Doug Magowan spends his days poring over financial numbers. Today he offers us, tongue firmly in cheek, a new way to get rich quick. All you have to do is following the sports page.
The Super Bowl Indicator (SBI) says that stocks will be up in years where a team from the original NFL wins the super bowl, and down when a team that began its life in the upstart AFL wins. The SBI was discovered by Leonard Koppett in 1977, and first described in an issue of The Sporting News.
It was a perfect 11 for 11 before it was first published, and dismissed by most as a fluke after it was published. The funny thing is that it continued to be right. Over the next 20 years, it was right 18 times. It reached a status that it could not be ignored.
Until 1998, when something went dramatically wrong.
Had you invested $1,000 in the S&P 500 index on December 31, 1966, you would have had $36,300 dollars at the end of 1997. But had you timed the market, long in the years the SBI said to go long, and short the other years; you would have been sitting on $90,000.

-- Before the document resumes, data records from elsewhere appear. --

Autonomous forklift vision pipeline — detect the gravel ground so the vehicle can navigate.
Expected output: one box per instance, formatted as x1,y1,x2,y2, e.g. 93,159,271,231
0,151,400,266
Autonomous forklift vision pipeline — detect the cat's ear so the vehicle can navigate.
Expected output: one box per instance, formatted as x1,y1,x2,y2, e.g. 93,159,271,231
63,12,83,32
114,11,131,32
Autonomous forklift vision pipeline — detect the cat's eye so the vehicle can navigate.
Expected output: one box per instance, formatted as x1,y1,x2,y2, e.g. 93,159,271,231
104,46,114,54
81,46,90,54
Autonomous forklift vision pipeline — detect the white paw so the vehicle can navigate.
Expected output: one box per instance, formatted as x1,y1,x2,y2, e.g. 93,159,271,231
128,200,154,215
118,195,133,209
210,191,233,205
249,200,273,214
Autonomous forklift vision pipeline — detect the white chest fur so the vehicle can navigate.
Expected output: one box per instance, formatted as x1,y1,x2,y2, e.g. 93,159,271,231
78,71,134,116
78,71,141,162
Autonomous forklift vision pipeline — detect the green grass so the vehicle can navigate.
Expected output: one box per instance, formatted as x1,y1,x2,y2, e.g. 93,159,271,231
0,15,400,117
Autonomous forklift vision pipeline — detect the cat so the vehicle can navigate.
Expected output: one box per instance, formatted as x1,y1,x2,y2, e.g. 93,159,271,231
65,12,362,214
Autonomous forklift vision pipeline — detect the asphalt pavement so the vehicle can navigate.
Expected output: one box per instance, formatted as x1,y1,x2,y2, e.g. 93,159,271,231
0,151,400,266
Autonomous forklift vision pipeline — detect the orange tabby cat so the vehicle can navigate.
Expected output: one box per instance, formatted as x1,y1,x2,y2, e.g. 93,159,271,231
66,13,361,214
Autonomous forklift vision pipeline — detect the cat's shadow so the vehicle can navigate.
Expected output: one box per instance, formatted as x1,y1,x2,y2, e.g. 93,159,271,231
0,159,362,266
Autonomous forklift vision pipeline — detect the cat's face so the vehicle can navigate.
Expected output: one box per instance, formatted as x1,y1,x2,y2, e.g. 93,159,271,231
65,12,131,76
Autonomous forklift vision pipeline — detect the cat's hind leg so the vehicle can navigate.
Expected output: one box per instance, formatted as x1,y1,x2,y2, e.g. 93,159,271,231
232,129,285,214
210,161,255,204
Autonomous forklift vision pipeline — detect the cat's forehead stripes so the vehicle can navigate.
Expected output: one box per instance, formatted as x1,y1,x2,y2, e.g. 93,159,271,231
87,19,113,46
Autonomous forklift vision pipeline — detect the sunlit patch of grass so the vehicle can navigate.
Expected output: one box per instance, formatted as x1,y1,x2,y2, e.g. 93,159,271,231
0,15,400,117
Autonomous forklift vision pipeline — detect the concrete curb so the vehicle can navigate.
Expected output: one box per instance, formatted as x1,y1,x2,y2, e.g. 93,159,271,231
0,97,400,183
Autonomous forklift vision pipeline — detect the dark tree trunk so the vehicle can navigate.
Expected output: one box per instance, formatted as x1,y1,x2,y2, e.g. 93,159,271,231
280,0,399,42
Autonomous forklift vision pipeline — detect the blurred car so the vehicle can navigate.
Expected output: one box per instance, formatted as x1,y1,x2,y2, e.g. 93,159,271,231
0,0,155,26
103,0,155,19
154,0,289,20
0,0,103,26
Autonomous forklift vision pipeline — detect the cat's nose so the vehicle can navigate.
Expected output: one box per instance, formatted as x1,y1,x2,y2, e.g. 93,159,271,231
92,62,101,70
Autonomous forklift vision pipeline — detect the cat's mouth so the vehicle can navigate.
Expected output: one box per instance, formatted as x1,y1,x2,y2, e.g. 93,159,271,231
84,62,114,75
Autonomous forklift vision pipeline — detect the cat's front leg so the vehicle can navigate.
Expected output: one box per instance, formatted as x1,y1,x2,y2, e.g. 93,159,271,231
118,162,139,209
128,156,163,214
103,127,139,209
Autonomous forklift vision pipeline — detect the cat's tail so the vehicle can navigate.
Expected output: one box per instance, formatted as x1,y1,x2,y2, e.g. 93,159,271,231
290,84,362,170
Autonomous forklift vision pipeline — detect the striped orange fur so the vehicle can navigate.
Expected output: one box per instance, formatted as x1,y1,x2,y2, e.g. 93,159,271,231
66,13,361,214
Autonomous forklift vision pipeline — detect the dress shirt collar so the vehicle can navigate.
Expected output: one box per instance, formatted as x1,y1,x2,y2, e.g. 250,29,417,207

But, when the SBI went bad, it was horrendous. Not only did it miss, but the years it missed were some of the more dramatic moves of the market. Had you followed the SBI, you would have missed the last years of the dot-com boom, and jumped in just in time for the collapse. You would have been short the market for much of the 2000’s and back in just in time to watch the banks implode.
The loss of the Super Bowl Indicator has sent us financial analysts to plum deep into the sports page to find the next market indicator. I stumbled on this one in September of last year. As an avid fan of the San Francisco Giants and a professional watcher of the markets, I began with why a good day on the trading floor seemed to coincide with a good day on the baseball diamond. It was time to put the numbers to the test.
There was an uncanny relationship between the Giants place in the chase for the NL West Division and the performance of the Dow Jones industrial average. In the picture, the orange line represents the distance behind the 1st place team (negative numbers), or the distance ahead of the second place team in the division (positive numbers). The black line is the DJIA, scaled to fit this chart.
I didn’t have a good idea how to fit the post season into this framework, but the Giants won the World Series and the market has been nothing but up ever since.
I haven’t yet worked out whether the Giants drive the market or if the market helps the Giants to drive the ball. Pitchers and catchers report February 14th. More data is to come.
For those of you who say this is a fluke, I have my T-Stats and P-Stats. No way is this just a chance. And, if it is, don’t rain on my sunshine!
Have you tried applying it to other teams? Perhaps to the bigger named teams? And see if it carries over from year to year?
I’m not sold yet, but it is an interesting correlation.
I want to retire comfortably, so a fluke or not, GO GIANTS!!!
The problem is, Doug, that this is baseball stats you’re relying on.
The SBI was always believable because “everyone” knows the stock market is controlled by the Trilateral Commission and a key football play has always been a “lateral”, thus that word provided the badly needed proof text to confirm the theory.
Now I’m looking for similar ways to authenticate your GvDJIA index. Maybe “triples” or “triple plays”? I don’t know. We need more data. Go Giants.
Doug you have the makings of a great “consensus” climate scientist.